Methods: A total of 122 patients admitted for primary RT for prostate cancer were retrospectively analyzed regarding initial clinical and computed tomography-based staging in comparison with mpMRI staging. Both tumor stage shifts and overall risk group shifts, including prostate-specific antigen (PSA) level and the Gleason score, were assessed. Potential risk factors for upstaging were tested in a multivariate analysis. Finally, the impact of mpMRI-based staging shift on prostate RT and antihormonal therapy was evaluated.

Results: Overall, tumor stage shift occurred in 55.7% of patients after mpMRI. Upstaging was most prominent in patients showing high-risk serum PSA levels (73%), but was also substantial in patients presenting with low-risk PSA levels (50%) and low-risk Gleason scores (45.2%). Risk group changes occurred in 28.7% of the patients with consequent treatment adaptations regarding target volume delineation and duration of androgen deprivation therapy.

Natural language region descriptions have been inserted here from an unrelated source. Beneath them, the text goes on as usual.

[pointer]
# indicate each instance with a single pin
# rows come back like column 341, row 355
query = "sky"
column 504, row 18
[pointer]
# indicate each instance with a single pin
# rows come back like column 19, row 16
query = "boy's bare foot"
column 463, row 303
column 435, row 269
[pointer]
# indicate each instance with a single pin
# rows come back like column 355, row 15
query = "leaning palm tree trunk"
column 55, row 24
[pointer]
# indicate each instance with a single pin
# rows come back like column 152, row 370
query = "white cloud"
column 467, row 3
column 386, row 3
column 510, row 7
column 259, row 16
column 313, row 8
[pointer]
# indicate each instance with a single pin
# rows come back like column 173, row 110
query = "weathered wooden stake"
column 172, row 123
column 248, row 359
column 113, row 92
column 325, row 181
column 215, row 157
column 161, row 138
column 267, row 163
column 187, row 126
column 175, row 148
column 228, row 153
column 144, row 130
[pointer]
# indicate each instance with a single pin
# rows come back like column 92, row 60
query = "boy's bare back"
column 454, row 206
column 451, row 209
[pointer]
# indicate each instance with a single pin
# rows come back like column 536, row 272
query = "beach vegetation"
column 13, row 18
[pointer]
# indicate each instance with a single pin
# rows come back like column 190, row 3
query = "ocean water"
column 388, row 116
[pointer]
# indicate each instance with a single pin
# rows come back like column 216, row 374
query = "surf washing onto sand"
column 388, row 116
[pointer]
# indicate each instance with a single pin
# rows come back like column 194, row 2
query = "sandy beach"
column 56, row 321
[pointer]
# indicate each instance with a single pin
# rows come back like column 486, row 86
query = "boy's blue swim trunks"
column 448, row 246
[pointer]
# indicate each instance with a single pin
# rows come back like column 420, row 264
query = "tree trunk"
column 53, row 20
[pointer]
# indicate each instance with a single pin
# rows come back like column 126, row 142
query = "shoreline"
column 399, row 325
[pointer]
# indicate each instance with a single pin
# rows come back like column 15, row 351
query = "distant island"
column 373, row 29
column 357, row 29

High PSA levels were found to be a significant risk factor for tumor upstaging and newly diagnosed seminal vesicle infiltration assessed using mpMRI.

Conclusions: Our findings suggest that mpMRI of the prostate leads to substantial tumor upstaging, and can considerably affect treatment decisions in all patient groups undergoing risk-adapted curative RT for prostate cancer.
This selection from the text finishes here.